PARITA’ TRA GENERI O FALSO MITO DELL’ERA MODERNA?
Una delle più grandi convinzioni dell’età che ci troviamo a vivere: l’illusione che la parità sia raggiunta e che tutti siamo “felici e contenti” in questo mondo meraviglioso. Ma quando una donna viene pagata meno di un uomo e valutata per il suo aspetto fisico, dobbiamo gridarlo forte: “Siamo ancora lontani dal lieto fine”.
Tremila. Tremila sono le donne uccise nel Nostro Paese dal 2000 fino ad oggi. Tremila, sono i sorrisi di madri, di ragazze e di donne la cui vita è stata spenta dalla follia di un uomo che si è sentito in dovere di mettere la parola “fine” alla vita di una donna, che come unica colpa aveva quella di essere umana.
E ciò che fa più male in tutto questo, non è la follia di un uomo fuori di sé, ma la miriade di menti umane ottuse che credono ancora che quell’uomo possa aver avuto delle ragioni. Perché la donna deve pur aver fatto qualcosa. Un rossetto troppo scuro, una gonna troppo corta, un vestito troppo scollato. Qualcosa che ha scatenato l’ira dell’uomo la donna deve averlo fatto, perché è facile riversare la colpa su vittime la cui voce è stata messa a tacere per sempre. Difficile è confrontarci con il pensiero sterile di un uomo dittatore, e renderci conto che quel pensiero ottuso e bigotto è impresso nella nostra mente più di quanto vorremmo. E rimane lì, fermo e imperterrito, fino a quando non iniziamo a ribellarci a questo sistema che vuole l’uomo prevaricatore.
Nell’anno 2017 un sondaggio condotto tra studenti universitari, rileva che per un studente su tre, la colpa della violenza subita ricade sulla vittima. Ma il dato allarmante non deve spaventarci troppo: d’altronde, l’dea che una ragazza stuprata abbia sedotto il suo carnefice, arriva quasi a sfiorare la normalità. Perché siamo pieni di immagini cosi vuote che inducono realmente a credere che la donna sia solo parte dello sfondo e possa essere modellata come plastilina dalle mani di una mente limitata.
Donne, che assomigliano più a cornicette, come quelle che si disegnavano alle elementari, che permettono di abbellire il contesto non più di quanto possa fare un bel disegno. Inquadrature solo del fisico, chiome di lunghi capelli che si muovono a ritmo di musica, visi sorridenti dallo sguardo vuoto, come quello di una bambola. Al contrario, gli uomini parlano e interagiscono tra loro sfruttando la brillante intelligenza che la natura gli ha donato: perché?

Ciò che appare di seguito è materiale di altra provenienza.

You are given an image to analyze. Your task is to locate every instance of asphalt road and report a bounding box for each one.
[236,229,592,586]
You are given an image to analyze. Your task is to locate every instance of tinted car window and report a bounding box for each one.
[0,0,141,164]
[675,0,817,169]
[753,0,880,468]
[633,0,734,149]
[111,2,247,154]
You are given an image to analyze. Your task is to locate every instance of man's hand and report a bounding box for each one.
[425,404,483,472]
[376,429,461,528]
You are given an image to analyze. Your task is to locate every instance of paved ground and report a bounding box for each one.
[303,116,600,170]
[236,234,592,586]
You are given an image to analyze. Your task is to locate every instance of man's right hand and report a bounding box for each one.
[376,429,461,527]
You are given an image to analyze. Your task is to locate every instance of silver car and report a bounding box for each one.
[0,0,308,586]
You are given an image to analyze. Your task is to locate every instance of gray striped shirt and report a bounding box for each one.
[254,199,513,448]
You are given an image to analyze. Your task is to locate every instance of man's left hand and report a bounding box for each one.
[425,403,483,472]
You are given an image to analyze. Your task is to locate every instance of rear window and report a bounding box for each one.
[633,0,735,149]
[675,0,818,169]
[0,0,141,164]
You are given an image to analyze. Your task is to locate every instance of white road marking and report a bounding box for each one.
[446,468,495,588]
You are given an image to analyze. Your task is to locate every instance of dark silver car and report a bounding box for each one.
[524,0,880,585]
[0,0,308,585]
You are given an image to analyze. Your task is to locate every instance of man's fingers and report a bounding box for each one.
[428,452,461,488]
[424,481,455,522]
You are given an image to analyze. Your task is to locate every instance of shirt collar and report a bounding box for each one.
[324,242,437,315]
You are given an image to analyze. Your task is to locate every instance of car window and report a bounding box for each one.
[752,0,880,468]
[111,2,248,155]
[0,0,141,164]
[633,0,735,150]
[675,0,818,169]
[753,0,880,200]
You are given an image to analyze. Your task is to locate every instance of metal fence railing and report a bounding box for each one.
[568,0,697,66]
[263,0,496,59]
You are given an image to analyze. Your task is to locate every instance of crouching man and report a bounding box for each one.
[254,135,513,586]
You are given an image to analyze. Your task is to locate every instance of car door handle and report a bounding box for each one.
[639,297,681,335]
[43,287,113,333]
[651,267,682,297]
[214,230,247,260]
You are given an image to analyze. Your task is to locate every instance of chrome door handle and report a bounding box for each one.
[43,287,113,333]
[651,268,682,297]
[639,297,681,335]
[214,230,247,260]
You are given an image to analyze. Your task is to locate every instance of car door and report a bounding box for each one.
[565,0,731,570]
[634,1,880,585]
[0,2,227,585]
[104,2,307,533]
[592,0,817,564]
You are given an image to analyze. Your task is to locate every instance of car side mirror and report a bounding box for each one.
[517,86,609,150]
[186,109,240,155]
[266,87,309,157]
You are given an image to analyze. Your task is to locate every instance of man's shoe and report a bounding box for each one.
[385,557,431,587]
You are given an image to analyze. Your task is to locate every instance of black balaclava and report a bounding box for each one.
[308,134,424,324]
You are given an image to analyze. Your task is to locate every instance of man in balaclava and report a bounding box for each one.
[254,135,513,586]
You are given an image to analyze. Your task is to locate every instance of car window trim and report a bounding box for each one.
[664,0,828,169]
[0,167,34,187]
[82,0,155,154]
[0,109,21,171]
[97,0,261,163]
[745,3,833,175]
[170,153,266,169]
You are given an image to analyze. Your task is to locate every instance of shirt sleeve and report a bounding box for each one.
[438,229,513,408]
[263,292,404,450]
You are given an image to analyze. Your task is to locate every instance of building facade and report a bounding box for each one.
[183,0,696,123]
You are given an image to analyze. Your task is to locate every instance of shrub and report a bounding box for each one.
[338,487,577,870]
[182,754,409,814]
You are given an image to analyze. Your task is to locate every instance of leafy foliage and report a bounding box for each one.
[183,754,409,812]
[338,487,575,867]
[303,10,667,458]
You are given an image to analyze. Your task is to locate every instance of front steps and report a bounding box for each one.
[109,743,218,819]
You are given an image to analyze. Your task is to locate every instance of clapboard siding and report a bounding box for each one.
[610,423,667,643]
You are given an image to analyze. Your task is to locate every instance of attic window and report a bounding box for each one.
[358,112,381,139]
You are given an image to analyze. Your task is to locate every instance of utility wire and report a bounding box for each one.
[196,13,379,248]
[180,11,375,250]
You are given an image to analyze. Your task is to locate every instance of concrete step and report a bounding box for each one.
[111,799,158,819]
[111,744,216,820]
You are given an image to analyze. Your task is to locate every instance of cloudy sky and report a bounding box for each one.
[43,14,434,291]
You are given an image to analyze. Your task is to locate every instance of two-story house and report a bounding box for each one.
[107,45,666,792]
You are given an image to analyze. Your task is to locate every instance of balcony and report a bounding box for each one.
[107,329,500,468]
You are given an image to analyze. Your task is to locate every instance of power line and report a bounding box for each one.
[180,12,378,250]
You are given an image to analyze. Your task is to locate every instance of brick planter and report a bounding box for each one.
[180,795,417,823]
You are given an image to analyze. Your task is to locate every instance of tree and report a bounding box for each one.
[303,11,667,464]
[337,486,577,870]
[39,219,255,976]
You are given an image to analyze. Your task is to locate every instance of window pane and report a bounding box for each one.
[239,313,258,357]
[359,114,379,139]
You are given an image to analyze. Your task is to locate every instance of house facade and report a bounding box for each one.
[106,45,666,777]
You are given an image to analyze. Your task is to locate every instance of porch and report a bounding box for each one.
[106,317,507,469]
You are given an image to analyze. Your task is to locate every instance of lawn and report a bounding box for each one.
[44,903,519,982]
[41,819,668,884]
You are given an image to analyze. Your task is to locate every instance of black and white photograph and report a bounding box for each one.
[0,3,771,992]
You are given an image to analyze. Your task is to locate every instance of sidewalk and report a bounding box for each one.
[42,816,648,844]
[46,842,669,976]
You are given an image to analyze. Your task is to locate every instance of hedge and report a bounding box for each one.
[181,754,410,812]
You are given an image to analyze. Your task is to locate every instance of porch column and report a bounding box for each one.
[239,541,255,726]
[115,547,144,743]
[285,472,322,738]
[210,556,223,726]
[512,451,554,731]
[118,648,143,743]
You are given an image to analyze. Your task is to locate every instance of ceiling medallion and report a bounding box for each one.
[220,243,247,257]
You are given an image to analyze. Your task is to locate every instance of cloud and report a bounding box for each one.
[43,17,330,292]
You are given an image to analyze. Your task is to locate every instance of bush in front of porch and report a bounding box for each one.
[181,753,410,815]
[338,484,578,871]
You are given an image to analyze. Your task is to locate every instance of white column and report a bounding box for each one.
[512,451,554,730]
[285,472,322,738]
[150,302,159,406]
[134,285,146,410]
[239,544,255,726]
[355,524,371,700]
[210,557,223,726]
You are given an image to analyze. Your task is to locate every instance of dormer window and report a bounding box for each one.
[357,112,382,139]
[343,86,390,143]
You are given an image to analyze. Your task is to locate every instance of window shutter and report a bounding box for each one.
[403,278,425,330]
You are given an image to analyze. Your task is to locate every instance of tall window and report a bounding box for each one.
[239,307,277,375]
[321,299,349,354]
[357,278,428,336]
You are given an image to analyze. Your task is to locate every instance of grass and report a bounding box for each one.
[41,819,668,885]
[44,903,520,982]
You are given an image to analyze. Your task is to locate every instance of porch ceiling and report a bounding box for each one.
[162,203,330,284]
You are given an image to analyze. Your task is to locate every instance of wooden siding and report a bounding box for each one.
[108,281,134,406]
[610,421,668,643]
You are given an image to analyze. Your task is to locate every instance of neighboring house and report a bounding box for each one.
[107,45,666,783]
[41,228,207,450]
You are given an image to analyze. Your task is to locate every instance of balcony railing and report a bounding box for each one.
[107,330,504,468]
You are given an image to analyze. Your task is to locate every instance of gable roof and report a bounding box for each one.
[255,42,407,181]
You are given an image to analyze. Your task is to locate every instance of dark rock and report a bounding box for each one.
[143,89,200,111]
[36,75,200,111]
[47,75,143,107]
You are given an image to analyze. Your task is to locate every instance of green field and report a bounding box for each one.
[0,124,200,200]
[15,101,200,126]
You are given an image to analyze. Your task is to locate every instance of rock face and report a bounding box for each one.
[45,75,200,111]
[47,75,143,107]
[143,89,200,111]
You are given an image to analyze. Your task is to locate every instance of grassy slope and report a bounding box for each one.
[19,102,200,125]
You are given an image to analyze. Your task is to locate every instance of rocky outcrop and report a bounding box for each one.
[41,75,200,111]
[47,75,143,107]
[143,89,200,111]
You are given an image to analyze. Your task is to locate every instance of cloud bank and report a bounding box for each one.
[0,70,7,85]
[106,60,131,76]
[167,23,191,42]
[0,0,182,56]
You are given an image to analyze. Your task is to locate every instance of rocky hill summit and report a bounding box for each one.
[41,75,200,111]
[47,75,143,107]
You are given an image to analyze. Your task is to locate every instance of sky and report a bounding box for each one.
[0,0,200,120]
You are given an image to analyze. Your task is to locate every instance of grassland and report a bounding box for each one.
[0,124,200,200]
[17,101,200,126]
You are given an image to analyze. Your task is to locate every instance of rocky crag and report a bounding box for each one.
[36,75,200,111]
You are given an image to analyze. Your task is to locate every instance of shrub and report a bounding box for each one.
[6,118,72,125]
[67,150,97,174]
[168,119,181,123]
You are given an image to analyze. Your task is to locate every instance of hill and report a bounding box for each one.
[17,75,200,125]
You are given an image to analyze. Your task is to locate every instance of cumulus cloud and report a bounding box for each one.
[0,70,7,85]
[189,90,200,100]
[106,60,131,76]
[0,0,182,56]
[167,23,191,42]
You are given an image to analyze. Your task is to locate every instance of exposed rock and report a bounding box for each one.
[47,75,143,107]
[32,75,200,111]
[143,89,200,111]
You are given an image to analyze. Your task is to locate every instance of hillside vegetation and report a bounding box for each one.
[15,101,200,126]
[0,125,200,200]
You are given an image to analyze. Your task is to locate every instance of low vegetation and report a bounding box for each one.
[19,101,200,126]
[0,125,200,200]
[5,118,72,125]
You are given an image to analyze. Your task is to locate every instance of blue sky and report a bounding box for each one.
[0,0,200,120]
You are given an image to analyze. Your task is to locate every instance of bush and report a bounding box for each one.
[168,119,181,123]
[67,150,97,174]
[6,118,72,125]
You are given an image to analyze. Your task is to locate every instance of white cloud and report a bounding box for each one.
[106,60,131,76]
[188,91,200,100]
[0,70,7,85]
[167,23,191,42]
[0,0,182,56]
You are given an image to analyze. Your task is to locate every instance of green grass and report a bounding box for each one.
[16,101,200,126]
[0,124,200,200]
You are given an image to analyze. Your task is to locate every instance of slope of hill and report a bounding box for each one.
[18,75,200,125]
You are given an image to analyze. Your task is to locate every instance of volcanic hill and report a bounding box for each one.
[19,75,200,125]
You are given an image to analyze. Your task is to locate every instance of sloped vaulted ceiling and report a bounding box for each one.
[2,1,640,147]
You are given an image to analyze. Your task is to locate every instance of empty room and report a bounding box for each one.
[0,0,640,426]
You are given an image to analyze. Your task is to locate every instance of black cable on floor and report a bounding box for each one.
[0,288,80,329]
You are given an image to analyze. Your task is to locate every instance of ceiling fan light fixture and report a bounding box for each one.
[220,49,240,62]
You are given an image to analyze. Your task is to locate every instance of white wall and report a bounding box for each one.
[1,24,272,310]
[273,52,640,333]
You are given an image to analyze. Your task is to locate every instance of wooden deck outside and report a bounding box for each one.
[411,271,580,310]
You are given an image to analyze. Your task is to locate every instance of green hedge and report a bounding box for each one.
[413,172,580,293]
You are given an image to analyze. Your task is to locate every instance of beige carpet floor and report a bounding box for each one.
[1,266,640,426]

Perché una donna bella non può essere intelligente e perché una donna che non rientra nei canoni di bellezza stabiliti da “chissà chi” non può mostrarsi per la sua totalità? E perché nessuna donna urla in piazza ribellandosi a questo sistema che limita l’esistenza femminile a “contorno”, ma lo accetta, illudendosi nell’idea di essere libera, quando è solo schiava di un sistema che la vuole così e così l’avrà?
Finché custodiamo il nostro silenzio di fronte alla televisione, rappresentanza del pensiero pubblico, che mostra la donna come un involucro bello e vuoto, finché ci accontentiamo di stipendi più bassi, finché viviamo con l’idea di poter perdere il lavoro se diventiamo madri, non possiamo parlare di libertà.
E dobbiamo farlo anche per tutte quelle donne che prima di noi hanno lottato per i propri diritti, per la propria libertà, per essere uguali agli uomini. Perché dobbiamo abbattere quel muro che ci illude di vivere in un sistema paritario, quando più maschilista di così non potrebbe essere e che sta tornado indietro. Perché finché la libertà di una sola donna verrà messa a tacere, limitata in un involucro stretto, quasi quanto i vestiti striminziti delle donne dello spettacolo, non possiamo parlare di libertà, uguaglianza, parità. Possiamo solo tristemente ammettere di essere ancora lontani dal lieto fine.